When Republican Sen. Ted Cruz and his conservative allies argued last year that Republicans should not vote for a spending package that funded Obamacare, they were pilloried by critics who blamed them for shutting the government down.
Will the same thing happen to liberal Democratic Sen. Elizabeth Warren and her liberal colleagues if the spending bill being pushed through Congress to keep the government open fails this week?
On Wednesday, Warren called on her Democratic colleagues in the House to oppose the massive $1 trillion spending bill to fund the government through September 2015. Her criticism with the bill has to do with a provision tucked inside the legislation that repeals certain Wall Street restrictions inside the Dodd-Frank financial regulatory overhaul.
“I urge my colleagues in the House — particularly my Democratic colleagues, whose votes are essential to moving this package forward — to withhold support from it until this risky giveaway is removed from the legislation,” Warren said in a speech on the floor of the U.S. Senate. “We all need to stand and fight this giveaway to the most powerful banks in the country.”
Liberals aren’t the only ones protesting the spending bill, which the House is taking up for a vote on Thursday.
Some conservatives are protesting the bill, pointing to riders in the bill that they say amount to handouts to special interests. Other conservatives say the bill should be opposed for not doing anything to stop President Obama’s recent executive actions on immigration.
But is Warren this week playing a similar role Cruz played last year?
“I rise today in an effort to speak for 26 million Texans and for 300 million Americans,” Cruz said in his filibuster last year. “All across this country Americans are suffering because of ObamaCare. ObamaCare isn’t working. Yet fundamentally there are politicians in this body who are not listening to the people.”

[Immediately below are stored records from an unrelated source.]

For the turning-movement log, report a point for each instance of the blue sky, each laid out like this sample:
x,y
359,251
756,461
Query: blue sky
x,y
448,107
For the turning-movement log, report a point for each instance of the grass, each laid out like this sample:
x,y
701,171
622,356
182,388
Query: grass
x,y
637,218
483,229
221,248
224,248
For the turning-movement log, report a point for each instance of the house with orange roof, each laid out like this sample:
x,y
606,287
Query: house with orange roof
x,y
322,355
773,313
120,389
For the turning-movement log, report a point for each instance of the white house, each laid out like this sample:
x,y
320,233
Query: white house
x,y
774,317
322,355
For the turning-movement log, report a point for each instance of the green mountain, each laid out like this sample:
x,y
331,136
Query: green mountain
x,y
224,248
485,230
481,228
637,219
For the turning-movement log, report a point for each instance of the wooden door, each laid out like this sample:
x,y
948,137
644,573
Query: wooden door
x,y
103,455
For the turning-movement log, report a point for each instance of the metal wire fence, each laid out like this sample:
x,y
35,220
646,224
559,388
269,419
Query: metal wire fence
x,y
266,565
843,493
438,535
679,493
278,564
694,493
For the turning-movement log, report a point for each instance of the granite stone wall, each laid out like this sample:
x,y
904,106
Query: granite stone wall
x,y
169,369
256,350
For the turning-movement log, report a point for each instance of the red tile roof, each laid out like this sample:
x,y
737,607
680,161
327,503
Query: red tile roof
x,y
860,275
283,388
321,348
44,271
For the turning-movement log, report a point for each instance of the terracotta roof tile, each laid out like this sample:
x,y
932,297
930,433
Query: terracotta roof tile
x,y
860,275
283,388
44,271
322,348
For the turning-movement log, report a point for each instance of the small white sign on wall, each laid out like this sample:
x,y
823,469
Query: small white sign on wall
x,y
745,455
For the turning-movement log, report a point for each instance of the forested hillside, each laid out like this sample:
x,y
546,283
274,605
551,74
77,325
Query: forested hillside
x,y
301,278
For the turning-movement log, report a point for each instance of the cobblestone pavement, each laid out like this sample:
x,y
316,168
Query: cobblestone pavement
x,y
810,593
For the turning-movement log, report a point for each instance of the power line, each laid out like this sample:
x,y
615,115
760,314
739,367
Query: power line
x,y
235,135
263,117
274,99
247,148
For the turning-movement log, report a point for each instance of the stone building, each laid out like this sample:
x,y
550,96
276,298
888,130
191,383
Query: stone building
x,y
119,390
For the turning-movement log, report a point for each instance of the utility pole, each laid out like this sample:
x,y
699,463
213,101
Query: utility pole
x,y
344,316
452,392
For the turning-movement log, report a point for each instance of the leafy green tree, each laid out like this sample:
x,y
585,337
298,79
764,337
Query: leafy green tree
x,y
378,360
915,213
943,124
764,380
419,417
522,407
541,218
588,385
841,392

On Wednesday, Warren opened her speech with a similar populist emotional appeal, saying: “I come to the floor today to ask a fundamental question — who does Congress work for? Does it work for the millionaires, the billionaires, the giant companies with their armies of lobbyists and lawyers? Or does it work for all of us?”
The deadline to pass legislation to keep the government is open is midnight Thursday evening. If this spending bill fails, it’s possible lawmakers could pass a short-term stopgap bill to keep the government from shutting down.